Naira bukan gadis yang mengharapkan kemewahan atau popularitas. Ia hanya mendambakan sebuah keluarga-tempat di mana ia bisa mencurahkan cinta, merasa aman, dan dicintai kembali. Ketika ia bertemu Danang, seorang pria yang tampak matang dan bertanggung jawab, dengan tatapan sendu dari putranya, Arka, yang baru berusia tiga tahun, hati Naira langsung tergerak. Ada semacam panggilan batin, sebuah naluri keibuan yang tak terbantahkan, yang mendorongnya untuk melangkah maju. Ia melihat potensi kebahagiaan, secercah harapan untuk membangun fondasi yang kuat di atas puing-puing masa lalu mereka.
Pernikahan mereka, bagi Naira, adalah sebuah komitmen suci yang diemban dengan sepenuh jiwa. Ia tak hanya menikahi Danang, ia juga menikahi seluruh paket kehidupan Danang, termasuk putranya. Sejak hari pertama, Naira telah memutuskan untuk menjadi ibu terbaik bagi Arka. Ia bangun lebih awal untuk menyiapkan sarapan kesukaan Arka, memilihkan pakaian, mengantar-jemput sekolah, menemani belajar, bahkan mendongeng sampai Arka tertidur pulas. Setiap batuk kecil Arka membuatnya panik, setiap demam Arka membuatnya terjaga semalaman. Ia membelikan Arka mainan, buku cerita, dan segala sesuatu yang bisa membuat senyum mungil itu merekah. Naira selalu ada, selalu siap, selalu mencintai tanpa syarat. Ia bahkan rela mengesampingkan mimpinya sendiri, ambisinya yang dulu begitu membara di bidang desain grafis, demi fokus sepenuhnya pada perannya sebagai istri dan ibu tiri.
Namun, pengorbanan sebesar itu tak pernah berbalas. Seiring waktu, Naira mulai merasakan dinding tak kasat mata yang semakin menebal di antara dirinya dan keluarga barunya. Danang, yang dulu tampak begitu perhatian dan penuh harapan di awal pernikahan, perlahan berubah. Senyumnya kian jarang terukir untuk Naira. Tatapannya, jika pun bertemu, terasa hampa, seolah Naira hanyalah bayangan yang melintas. Percakapan mereka menjadi formal dan transaksional, berputar di sekitar tagihan, jadwal Arka, atau keperluan rumah tangga. Tak ada lagi obrolan hangat tentang hari mereka, impian masa depan, atau sekadar lelucon ringan yang dulu sering membuat Naira tertawa lepas. Helaan napas Danang ketika Naira mencoba memulai topik yang lebih personal terasa seperti tamparan dingin, mengisyaratkan ketidaknyamanan atau bahkan kebosanan.

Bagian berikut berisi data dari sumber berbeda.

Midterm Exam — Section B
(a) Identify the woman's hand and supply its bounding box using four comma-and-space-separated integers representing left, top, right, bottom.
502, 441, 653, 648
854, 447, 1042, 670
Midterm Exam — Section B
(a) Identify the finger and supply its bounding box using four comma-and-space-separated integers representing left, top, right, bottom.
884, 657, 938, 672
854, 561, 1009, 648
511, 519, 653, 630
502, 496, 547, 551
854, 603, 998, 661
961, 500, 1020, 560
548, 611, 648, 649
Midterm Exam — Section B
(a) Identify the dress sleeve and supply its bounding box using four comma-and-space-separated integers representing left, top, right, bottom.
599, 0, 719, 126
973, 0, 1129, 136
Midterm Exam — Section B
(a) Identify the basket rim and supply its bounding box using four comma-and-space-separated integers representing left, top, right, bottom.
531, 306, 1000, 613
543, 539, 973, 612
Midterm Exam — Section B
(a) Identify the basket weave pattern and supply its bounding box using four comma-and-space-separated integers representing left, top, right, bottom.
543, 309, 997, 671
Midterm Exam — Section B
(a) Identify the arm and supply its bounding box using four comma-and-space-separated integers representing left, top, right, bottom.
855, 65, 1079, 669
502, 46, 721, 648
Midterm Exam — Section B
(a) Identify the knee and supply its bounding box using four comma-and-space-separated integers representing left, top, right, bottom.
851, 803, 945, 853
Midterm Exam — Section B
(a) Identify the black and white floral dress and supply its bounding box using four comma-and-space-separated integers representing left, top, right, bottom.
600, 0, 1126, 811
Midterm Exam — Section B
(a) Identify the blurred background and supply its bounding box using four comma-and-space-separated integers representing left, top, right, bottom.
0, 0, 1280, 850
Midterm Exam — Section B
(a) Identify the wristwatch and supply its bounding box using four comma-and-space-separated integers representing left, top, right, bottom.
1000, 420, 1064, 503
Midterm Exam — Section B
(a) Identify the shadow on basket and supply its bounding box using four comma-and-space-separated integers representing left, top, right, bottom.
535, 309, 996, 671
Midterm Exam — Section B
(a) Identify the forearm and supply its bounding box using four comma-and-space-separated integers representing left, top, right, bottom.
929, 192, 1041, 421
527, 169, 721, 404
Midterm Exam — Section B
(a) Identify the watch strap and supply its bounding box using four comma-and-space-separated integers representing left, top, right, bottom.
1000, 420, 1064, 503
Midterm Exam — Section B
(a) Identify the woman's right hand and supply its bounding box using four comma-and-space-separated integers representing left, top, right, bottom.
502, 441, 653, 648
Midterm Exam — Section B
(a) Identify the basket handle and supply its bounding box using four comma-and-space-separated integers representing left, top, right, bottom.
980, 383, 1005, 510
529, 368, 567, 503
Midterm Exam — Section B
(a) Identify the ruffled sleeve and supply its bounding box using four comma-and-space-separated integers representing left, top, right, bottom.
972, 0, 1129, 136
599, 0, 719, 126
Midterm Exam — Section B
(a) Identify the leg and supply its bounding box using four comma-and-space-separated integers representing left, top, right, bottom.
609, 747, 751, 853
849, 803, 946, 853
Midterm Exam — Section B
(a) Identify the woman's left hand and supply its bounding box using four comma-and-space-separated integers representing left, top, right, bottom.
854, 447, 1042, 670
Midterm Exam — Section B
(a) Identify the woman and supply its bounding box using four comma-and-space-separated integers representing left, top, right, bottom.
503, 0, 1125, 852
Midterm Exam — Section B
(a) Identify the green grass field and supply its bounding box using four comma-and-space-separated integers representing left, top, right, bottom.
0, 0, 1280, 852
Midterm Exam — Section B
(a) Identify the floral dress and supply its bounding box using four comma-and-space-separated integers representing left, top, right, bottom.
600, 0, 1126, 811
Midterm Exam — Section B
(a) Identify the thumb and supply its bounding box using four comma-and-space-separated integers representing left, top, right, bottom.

"Sudah malam, Naira. Aku lelah," adalah kalimat yang sering ia dengar ketika Naira mencoba mendekat, entah untuk memeluk atau sekadar meraih tangannya. Keintiman fisik hampir lenyap sama sekali, dan keintiman emosional telah lama mengering. Naira merasa seperti patung hidup di rumahnya sendiri, di samping suaminya sendiri.
Lebih menyakitkan lagi adalah sikap Arka. Anak yang Naira rawat dengan sepenuh hati, yang ia gendong ketika sakit, yang ia temani tidur ketika takut gelap, tumbuh menjadi remaja yang dingin dan acuh tak acuh. Arka kini berusia dua belas tahun, di ambang masa remaja, namun sikapnya kepada Naira tak pernah berubah, bahkan cenderung memburuk. Ia jarang menatap mata Naira, jawabannya seringkali hanya anggukan atau gelengan kepala. "Ya," "Tidak," "Terserah," adalah kata-kata yang paling sering keluar dari mulutnya saat berbicara dengan Naira. Ia lebih sering mengunci diri di kamar, bermain game, atau berbicara di telepon dengan teman-temannya. Jika terpaksa berinteraksi, Arka akan mengeluarkan daftar permintaan-makanan kesukaannya, uang jajan tambahan, atau izin untuk keluar. Tak ada ucapan terima kasih, tak ada senyum tulus, apalagi pelukan. Naira tahu, Arka tak pernah menganggapnya sebagai ibu. Baginya, Naira hanyalah orang dewasa yang kebetulan ada di rumah, semacam pengurus rumah tangga berbayar tanpa gaji.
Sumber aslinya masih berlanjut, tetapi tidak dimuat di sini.